Había visto a los miembros de la compañía israelí Mayumana en el anuncio de coca-cola light. En presencia de un melómano experto en Bach, se me ocurrió comentar que quizá eran buenos. Sacrilegio. Me dijo que eso no era música, sino un parque de atracciones de la percusión, ruido basura y tal. Unos días más tarde, me enteré de que, tras su gira de hace un par de años, regresaban al Poliorama, así que en secreto llamé a Servicaixa. El precio de las entradas me dejó sin habla: de 14 años para arriba, 35 euros; de 14 para abajo, 28. Un sentido primario de los valores me hizo intuir que, con esos precios, a la fuerza tenía que ser bueno, así que pagué lo que me pedían y acudí al concierto: lleno hasta la bandera. Multiplicando cada entrada por el aforo y la cantidad de conciertos, sale una suma que produce vértigo, sobre todo si tenemos en cuenta que Mayumana tiene tres compañías estables (dos nómadas y una sedentaria, afincada en Madrid).
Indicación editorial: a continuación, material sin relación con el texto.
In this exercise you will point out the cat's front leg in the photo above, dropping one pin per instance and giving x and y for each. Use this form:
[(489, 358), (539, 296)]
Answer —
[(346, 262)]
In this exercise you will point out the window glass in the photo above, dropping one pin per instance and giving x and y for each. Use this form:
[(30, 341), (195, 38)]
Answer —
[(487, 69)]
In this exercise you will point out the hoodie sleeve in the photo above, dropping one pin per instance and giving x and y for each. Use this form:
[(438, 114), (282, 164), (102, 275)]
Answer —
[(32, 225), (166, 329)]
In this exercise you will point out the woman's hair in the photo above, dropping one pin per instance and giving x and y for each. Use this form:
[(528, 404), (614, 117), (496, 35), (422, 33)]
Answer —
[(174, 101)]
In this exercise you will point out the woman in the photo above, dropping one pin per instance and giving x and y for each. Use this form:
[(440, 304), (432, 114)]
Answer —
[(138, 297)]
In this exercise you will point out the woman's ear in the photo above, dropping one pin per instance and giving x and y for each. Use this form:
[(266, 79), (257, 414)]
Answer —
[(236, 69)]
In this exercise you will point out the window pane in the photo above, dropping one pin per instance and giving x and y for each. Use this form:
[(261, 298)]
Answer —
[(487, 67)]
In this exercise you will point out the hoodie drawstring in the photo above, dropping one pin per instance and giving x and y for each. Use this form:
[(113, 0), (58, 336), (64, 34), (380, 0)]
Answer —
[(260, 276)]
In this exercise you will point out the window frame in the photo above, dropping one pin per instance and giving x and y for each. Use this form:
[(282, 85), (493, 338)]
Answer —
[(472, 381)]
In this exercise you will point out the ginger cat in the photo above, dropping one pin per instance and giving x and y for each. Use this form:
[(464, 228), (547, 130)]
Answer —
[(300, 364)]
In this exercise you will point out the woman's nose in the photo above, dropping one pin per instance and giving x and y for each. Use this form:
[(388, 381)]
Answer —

Intimidado por la rentabilidad del montaje, me acordé de Liberace, aquel hortera compulsivo que, en su autobiografía, reaccionaba así ante las críticas de sus más feroces detractores: "Lloré durante todo el camino al banco".

Según el miserable folleto que te regalan en la puerta, el show consiste en una sucesión de danza, música, movimiento, teatro, humor, energía y, sobre todo, ritmo. En la práctica, es un ameno e intenso curso de introducción al ritmo, más idóneo para jóvenes espontáneos que para melómanos más curtidos y exigentes. No sé si debido al efecto coca-cola, pero la predisposición del público es tremenda. Todo el mundo llega con ganas de aplaudir, lo cual facilita el trabajo, circense, a ratos prodigioso y a ratos repetitivo, de los 10 atletas que actúan en el escenario. La propuesta de Mayumana está en los antípodas de lo que comentaba Stravinski: "Nunca he entendido por qué tiene que haber público en vivo. Mi música, debido a su extrema quietud, sería más feliz con un público muerto". Si actuaran en un cementerio, sin embargo, los cadáveres se levantarían de sus tumbas y acabarían bailando como en el vídeo del Thriller de Michael Jackson.

El argumento es inexistente: una cascada de malabarismos coreográfico-sonoros en la que los instrumentos no lo son en el sentido estricto del término. Cubos de basura, contenedores, vallas metálicas, pies de patos, tubos y todo lo que da de sí el cuerpo humano: percusión sobre pecho, cabeza, muslos y espaldas, onomatopeyas varias y ciertos recursos humorísticos más cercanos a la commedia dell'arte que a la música. En la mezcla está el éxito del invento, cuya moraleja viene a ser: la música está en todas partes, sobre todo dentro de uno mismo. No busquen a los artistas de Mayumana en una tienda de instrumentos. Los encontrarán antes en el Servicio Estación, intentando convertir un tupperware en tantán. En realidad, el origen de la compañía no es sólo musical. En 1996, cuando fundaron el grupo, Eylon Nuphar y Boaz Berman lo hicieron a su imagen y semejanza. Nuphar acumulaba aficiones: gimnasia, atletismo, fotografía, música y danza del vientre. Berman, por su parte, completaba el abanico con su experiencia como instructor de submarinismo y miembro del equipo israelí de lucha tailandesa. Cuando sales a la calle, después de una hora y media de descarga sonora, cualquier cosa te induce a practicar la percusión diletante, así que empiezas a aporrear los capós de los coches o, al llegar a casa, la tapa del retrete. Incluso el latido de la ciudad, habitualmente arrítmico y atonal, parece contener una cadencia descifrable: chumpa-chumpa-unc-unc-chaca -chaca-ñic-ñic.